All you need to know about the house dust mite
Mite Research   /   For the Curious   /

Dust mites and disease - quick review

In order to tackle dust mite infestation and related disease, doctors say it is essential to understand mite biology, where they live, and why they cause allergy. To help this understanding, listed below are ten bite-size facts in each of these three categories ending with advice on how to kill mites.
House dust mites are scavengers that eat organic debris but have a preference for shed skin scales covered in bacteria, fungi and yeasts. They live in colonies in damp, warm, still and dark environments such as old bedding, fabric, furniture or carpets.

Without sight, they navigate using their exquisite sense of smell and by paying attention to signalling vibrations from other mites.

Five stages of life are; egg, 6-legged larva, two 8-legged nymph stages and finally a breeding adult.
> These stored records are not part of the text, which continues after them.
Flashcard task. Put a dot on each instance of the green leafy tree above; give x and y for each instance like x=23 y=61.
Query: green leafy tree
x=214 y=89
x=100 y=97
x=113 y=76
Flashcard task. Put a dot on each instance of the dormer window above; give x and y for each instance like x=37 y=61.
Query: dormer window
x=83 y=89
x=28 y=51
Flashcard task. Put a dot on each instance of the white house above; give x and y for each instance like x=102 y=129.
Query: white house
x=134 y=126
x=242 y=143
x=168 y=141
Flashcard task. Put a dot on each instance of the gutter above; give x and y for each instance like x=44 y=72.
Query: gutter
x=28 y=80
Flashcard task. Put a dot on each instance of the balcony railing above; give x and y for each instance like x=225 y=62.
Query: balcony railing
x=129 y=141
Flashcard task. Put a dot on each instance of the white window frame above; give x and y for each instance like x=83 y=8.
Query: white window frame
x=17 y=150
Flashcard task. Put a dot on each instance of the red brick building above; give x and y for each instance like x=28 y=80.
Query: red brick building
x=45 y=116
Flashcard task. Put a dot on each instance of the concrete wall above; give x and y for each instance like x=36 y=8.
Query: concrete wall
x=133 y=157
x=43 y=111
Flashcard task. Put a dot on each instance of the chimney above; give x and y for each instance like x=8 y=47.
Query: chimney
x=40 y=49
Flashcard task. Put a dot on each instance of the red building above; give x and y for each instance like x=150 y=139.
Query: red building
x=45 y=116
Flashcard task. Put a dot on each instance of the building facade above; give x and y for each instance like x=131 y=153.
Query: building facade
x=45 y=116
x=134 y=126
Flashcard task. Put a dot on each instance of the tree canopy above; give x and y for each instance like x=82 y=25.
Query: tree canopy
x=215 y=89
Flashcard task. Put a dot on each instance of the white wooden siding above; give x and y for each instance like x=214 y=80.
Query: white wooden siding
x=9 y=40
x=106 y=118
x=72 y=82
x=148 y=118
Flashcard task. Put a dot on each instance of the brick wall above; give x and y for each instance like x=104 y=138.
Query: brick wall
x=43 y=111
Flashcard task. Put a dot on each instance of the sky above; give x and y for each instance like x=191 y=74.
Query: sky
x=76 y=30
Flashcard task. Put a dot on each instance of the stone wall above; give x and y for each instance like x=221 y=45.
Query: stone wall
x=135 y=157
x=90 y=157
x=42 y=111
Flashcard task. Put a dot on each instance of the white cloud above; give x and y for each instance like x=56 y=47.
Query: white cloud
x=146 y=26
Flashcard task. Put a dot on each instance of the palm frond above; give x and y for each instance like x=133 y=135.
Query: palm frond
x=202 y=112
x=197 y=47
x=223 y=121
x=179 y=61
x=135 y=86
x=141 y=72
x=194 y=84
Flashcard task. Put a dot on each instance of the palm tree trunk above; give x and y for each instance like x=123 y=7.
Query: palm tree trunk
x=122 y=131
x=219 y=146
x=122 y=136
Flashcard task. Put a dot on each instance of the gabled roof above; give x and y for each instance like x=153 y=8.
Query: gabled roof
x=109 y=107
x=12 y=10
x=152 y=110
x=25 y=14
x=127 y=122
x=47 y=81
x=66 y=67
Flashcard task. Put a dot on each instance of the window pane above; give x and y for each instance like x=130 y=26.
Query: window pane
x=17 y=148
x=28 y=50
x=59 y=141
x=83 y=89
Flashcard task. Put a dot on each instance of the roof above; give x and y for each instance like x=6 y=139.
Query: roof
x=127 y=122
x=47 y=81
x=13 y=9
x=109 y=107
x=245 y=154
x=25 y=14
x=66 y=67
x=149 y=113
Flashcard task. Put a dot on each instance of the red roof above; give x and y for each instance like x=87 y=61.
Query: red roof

They grow best at 25C (77F) at 65-75% relative humidity (RH) and live for about three months. Adults breed for 26 to 34 days with healthy females producing up to 60 eggs.

To stop mite larvae and mite droppings (allergens) from passing through fabric, cloth pore size should be woven to 10 microns or less.

Adult dust mites are about a third of a millimetre long, up to 75% water in weight, blind, do not drink (as we know it), and produce up to 20 droppings a day. Like rabbits, mites consider their droppings as a source of food.

Mites have no 'stomach' but a chambered gut that produces digestive enzymes designed to break down scraps of food. Both leftover food and enzymes can be found in the mite's droppings.

House dust mites eat a special fungus that can survive the mite's toxic gut. The fungi then emerge from mite's dropping to grow again. The fungi may be helpful to the mite by breaking down food.

Adult mites travel about using suckers and hooks on each of their 8 legs and take in oxygen through their waxy shell like cover.

Scientists took 4 mites and let them breed in the best conditions for four months, when they finally looked they had 1217 mites.

Where they live

House dust mites evolved about 23 million years ago as nest dwellers, living in colonies scavenging on organic matter. Rats and birds nests were early homes for a mite colony.

As they evolved they developed a 'taste' for mouldy discarded skin scales. Scientists think the scales help make a 'perfume' to attract other mites, a necessary aid for a blind animal.

Modern man has become an indoor species and in doing so he has invited mites to come and live in his warm, humid, still and cluttered home.

One hundred years ago man's battle was with storage mites that spoiled grain stores, now it's the turn of the house dust mite that can threaten human health.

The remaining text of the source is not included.